Vulnerability management is a continuous process of identifying, assessing, prioritizing, and mitigating software errors. It includes building a full asset inventory, creating a security configuration baseline, identifying and reporting known vulnerabilities on an automated schedule, and assessing risk.
Risk Assessment
It’s nearly impossible for a company to root out every vulnerability in its network. It is because vulnerability management programs must be implemented and maintained continuously, and even with the most advanced tools and cybersecurity teams, new threats will always emerge.
As a result, a risk assessment is essential to the success of a vulnerability management program. This step determines possible mishaps and their likelihood and determines an organization’s risk tolerance.

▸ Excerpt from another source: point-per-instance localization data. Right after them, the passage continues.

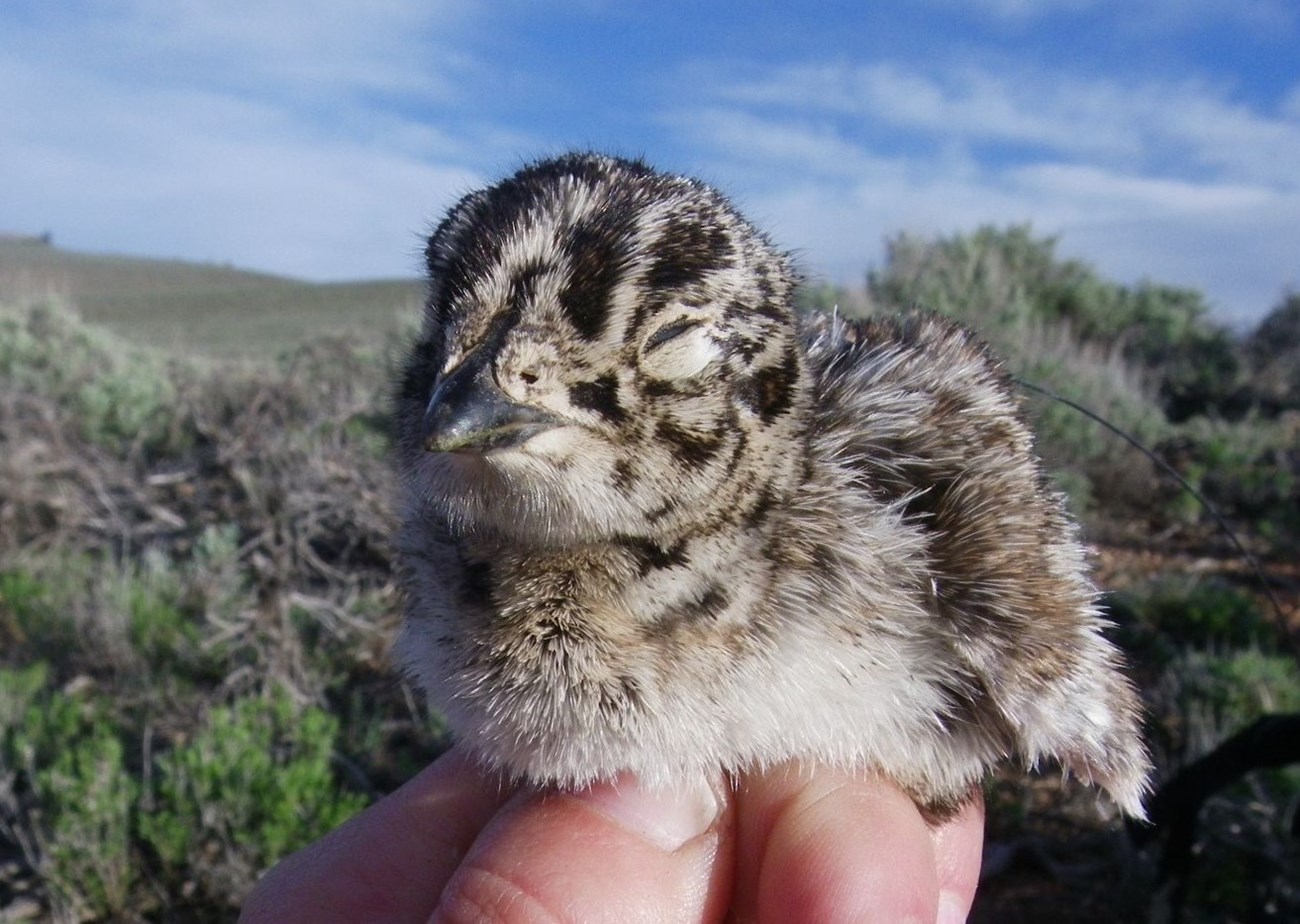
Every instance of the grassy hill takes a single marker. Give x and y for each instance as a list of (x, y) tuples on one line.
[(202, 308)]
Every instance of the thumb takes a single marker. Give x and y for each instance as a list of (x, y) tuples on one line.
[(612, 853)]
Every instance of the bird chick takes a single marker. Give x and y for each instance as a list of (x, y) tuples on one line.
[(654, 524)]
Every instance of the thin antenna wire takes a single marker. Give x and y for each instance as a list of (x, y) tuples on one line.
[(1187, 486)]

The team responsible for assessing the risk of each vulnerability is called a risk assessor or threat analyst. This person must be a senior security leader with deep knowledge of the business and its processes to make the most accurate decisions about addressing vulnerabilities. This individual also champions good security practices across the organization, gaining other business leaders’ buy-in and helping manage the program. They will also work with asset owners to gain deeper insight into each asset.
Scanning
Vulnerability scanning uses software to identify misconfigurations, weaknesses, and other flaws attackers can exploit. Enterprises use various scanning tools (with or without agents or credentials) to look at each device in their environment and compare them against the known vulnerabilities released by software vendors.

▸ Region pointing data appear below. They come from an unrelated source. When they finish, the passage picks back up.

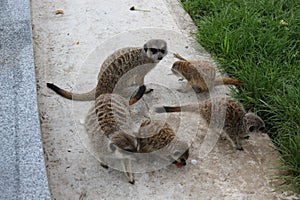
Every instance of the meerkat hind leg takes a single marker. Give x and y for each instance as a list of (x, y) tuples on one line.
[(185, 89), (138, 95), (236, 143), (127, 170), (104, 165)]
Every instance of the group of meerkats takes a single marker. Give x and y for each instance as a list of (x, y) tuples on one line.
[(108, 121)]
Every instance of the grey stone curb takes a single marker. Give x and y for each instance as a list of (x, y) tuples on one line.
[(22, 166)]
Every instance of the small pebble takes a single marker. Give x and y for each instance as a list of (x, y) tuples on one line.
[(194, 162)]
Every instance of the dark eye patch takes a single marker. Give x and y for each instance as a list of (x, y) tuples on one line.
[(154, 50), (251, 128)]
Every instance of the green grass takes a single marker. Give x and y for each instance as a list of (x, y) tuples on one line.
[(258, 42)]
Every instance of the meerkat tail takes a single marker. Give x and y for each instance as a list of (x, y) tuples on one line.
[(176, 55), (185, 108), (88, 96), (168, 109), (228, 81), (140, 93)]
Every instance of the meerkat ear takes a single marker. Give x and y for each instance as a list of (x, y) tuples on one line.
[(145, 47)]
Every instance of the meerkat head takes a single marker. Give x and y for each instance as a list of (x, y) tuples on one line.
[(253, 123), (177, 68), (179, 152), (155, 49), (123, 141)]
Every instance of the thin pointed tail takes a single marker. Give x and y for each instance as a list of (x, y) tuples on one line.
[(89, 96), (168, 109), (228, 81), (185, 108)]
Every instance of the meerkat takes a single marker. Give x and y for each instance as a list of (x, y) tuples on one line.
[(155, 135), (237, 123), (201, 75), (134, 62), (109, 128)]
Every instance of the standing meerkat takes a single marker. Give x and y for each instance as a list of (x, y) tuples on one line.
[(132, 62), (109, 129), (201, 75), (237, 124), (156, 135)]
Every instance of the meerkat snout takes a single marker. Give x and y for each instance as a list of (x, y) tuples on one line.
[(156, 49), (253, 123)]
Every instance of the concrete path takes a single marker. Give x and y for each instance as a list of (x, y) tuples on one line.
[(22, 165), (69, 49)]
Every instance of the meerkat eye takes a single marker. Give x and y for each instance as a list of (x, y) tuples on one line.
[(251, 128), (177, 154), (162, 51), (153, 50), (112, 147)]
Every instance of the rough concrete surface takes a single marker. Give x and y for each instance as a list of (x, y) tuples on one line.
[(22, 165), (69, 49)]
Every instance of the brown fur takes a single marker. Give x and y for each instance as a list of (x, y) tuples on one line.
[(109, 128), (236, 123), (132, 62), (156, 135), (201, 75)]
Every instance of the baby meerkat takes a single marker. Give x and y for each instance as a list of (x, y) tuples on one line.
[(155, 135), (237, 124), (133, 62), (201, 75), (109, 129)]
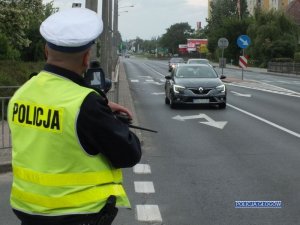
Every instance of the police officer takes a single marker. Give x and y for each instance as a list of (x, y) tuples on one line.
[(68, 147)]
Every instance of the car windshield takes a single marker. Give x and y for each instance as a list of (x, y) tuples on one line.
[(176, 60), (196, 72), (198, 61)]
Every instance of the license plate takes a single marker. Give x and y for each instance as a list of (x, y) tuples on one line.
[(200, 101)]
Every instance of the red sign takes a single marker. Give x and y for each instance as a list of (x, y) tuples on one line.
[(193, 43), (183, 49)]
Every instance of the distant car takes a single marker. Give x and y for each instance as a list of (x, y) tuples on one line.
[(195, 84), (173, 61), (198, 61)]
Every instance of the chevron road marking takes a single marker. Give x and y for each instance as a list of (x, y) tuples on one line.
[(209, 122)]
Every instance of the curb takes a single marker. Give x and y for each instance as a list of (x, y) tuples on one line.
[(5, 167)]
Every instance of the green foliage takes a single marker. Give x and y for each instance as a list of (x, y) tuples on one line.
[(175, 35), (14, 73), (273, 35), (19, 29), (225, 21), (297, 57)]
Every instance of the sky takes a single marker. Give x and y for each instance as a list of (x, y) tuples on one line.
[(150, 19)]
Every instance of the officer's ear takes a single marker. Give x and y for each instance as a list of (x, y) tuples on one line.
[(86, 58), (46, 51)]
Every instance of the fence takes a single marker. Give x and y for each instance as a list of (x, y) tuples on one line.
[(284, 67)]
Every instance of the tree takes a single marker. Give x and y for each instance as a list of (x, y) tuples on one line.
[(225, 13), (19, 28), (274, 35), (36, 13), (175, 35)]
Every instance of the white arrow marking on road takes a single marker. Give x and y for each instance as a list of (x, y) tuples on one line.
[(245, 42), (210, 121), (240, 94)]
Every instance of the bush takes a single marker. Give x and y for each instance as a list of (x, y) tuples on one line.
[(282, 60), (297, 57)]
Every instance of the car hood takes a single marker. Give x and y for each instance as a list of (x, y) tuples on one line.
[(198, 82)]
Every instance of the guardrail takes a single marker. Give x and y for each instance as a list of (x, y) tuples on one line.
[(5, 141), (284, 67)]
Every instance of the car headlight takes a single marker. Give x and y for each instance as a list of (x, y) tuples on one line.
[(221, 88), (178, 89)]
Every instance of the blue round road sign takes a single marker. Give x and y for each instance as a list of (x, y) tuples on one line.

It is an ongoing process because new vulnerability exploits can emerge overnight, and companies must constantly retest their environments to ensure that the correct fixes are made. It is important because, as investigations into the Equifax data breach show, even seemingly trivial errors in patching can open doors for attackers.
It is necessary to identify roles and duties within the team to increase the efficiency of this procedure. The most effective models separate these into monitors, remediators, and authorizers, each with specific tasks related to the vulnerability management lifecycle. Monitoring teams scan the environments, identify vulnerabilities, and report their findings to others. Remediators then fix the problems to eliminate them as potential attack vectors.
Prioritization
As threat actors become more sophisticated, the number of vulnerabilities that need to be fixed increases. As a result, cybersecurity professionals must carefully assess each new vulnerability’s risk and determine how to prioritize them for remediation.

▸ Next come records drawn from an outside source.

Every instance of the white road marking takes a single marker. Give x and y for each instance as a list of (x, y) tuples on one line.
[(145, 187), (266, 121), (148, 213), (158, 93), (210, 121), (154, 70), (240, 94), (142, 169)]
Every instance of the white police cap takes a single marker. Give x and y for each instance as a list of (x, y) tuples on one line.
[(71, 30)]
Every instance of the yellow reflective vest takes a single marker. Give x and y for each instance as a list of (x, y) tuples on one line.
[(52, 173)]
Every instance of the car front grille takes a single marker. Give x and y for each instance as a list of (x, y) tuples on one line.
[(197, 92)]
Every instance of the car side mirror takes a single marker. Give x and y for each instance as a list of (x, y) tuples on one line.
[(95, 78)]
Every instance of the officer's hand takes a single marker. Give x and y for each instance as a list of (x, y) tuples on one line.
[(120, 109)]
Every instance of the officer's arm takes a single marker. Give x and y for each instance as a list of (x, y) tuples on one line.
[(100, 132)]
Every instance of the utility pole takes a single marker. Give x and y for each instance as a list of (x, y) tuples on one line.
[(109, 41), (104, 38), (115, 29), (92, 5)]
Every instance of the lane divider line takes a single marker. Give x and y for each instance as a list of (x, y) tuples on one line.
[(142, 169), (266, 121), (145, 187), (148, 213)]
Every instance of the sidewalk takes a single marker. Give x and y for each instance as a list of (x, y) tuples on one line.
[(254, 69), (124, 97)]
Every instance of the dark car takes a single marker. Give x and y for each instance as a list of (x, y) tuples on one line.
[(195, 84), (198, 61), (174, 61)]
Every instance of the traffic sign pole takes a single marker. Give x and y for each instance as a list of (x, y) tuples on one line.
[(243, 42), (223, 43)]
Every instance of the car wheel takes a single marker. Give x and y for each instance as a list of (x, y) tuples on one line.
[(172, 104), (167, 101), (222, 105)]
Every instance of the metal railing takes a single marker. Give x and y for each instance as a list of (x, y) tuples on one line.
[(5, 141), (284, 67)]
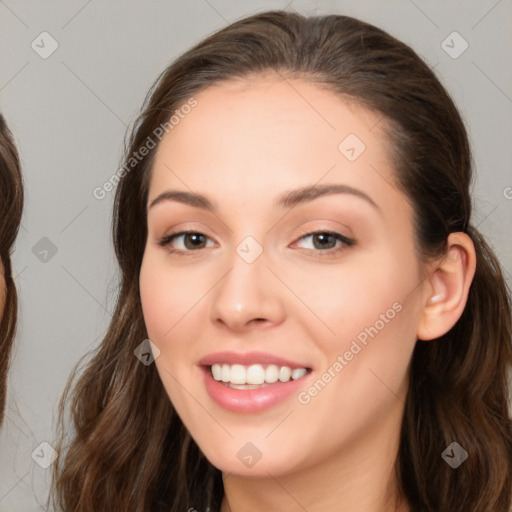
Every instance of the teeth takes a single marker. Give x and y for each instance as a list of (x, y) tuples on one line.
[(255, 374)]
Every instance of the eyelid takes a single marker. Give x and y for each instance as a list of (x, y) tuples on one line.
[(347, 241)]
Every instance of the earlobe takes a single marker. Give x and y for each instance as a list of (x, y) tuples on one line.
[(448, 287)]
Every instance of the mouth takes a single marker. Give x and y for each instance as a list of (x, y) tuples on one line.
[(254, 376)]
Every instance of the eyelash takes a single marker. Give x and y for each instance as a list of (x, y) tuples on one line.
[(347, 242)]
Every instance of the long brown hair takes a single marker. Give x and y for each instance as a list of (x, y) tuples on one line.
[(11, 206), (128, 449)]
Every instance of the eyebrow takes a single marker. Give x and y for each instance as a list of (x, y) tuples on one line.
[(289, 199)]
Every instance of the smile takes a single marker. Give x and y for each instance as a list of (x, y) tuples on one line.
[(238, 376)]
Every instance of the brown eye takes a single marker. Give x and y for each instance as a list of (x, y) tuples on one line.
[(190, 241), (325, 241)]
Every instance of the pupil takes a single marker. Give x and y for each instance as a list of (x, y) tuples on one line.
[(196, 237), (323, 237)]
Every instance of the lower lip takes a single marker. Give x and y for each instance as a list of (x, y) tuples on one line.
[(250, 400)]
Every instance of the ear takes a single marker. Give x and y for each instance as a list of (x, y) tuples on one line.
[(448, 287)]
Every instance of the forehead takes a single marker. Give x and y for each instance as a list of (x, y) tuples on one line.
[(266, 133)]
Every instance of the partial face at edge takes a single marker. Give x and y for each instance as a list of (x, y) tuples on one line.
[(304, 298)]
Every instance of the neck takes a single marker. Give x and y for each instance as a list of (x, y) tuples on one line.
[(360, 477)]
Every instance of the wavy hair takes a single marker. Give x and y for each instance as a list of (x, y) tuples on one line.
[(128, 449), (11, 207)]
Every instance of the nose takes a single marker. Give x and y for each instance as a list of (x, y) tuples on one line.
[(248, 296)]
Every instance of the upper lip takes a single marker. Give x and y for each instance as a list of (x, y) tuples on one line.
[(248, 358)]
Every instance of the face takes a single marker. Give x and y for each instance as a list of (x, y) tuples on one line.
[(327, 285)]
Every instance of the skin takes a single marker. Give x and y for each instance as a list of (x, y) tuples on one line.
[(242, 146)]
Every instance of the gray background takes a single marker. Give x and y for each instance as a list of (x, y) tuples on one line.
[(69, 114)]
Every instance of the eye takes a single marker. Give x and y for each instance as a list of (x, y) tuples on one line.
[(326, 242), (195, 238), (322, 242)]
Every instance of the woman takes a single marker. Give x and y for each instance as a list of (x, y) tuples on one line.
[(290, 374), (11, 206)]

It requires analyzing the results of scans in the context of your entire threat landscape, as well as taking into consideration other factors such as the likely frequency with which an attacker will target each asset (threat event frequency, or LEF) and their attack capability – how hard it would be for an adversary to exploit this vulnerability. Once the team decides how to resolve each vulnerability, they must fix them by patching or reconfiguring.
Once the remediation process is complete, verifying that those vulnerabilities are no longer present through additional scanning or IT reporting is important. Finally, the team needs to provide IT and executives with a summary of the current state of vulnerability management – think red/yellow/green type reporting.
Mitigation
As attackers become more sophisticated, protecting enterprise networks requires a more proactive approach to vulnerability management. It is a continuous identification, prioritization, evaluation, treatment, and reporting process to prevent cyberattacks that can lead to data breaches and their associated astronomical costs.
Scanners that can examine authenticated and unauthenticated assets and compare them to a database of known vulnerabilities should be a part of any vulnerability management solution. It makes it possible for the team to find misconfigurations and other operating system and software mistakes that malicious actors can try to exploit.
The next step is to prioritize each discovered vulnerability based on its risk metrics and other factors specific to an organization’s environment. The goal is to resolve as many threats as possible before they cause a breach. It often involves creating and deploying patches to eliminate vulnerabilities from attack surfaces. It can also involve using mitigation techniques to lessen the impact of threats that cannot be eliminated.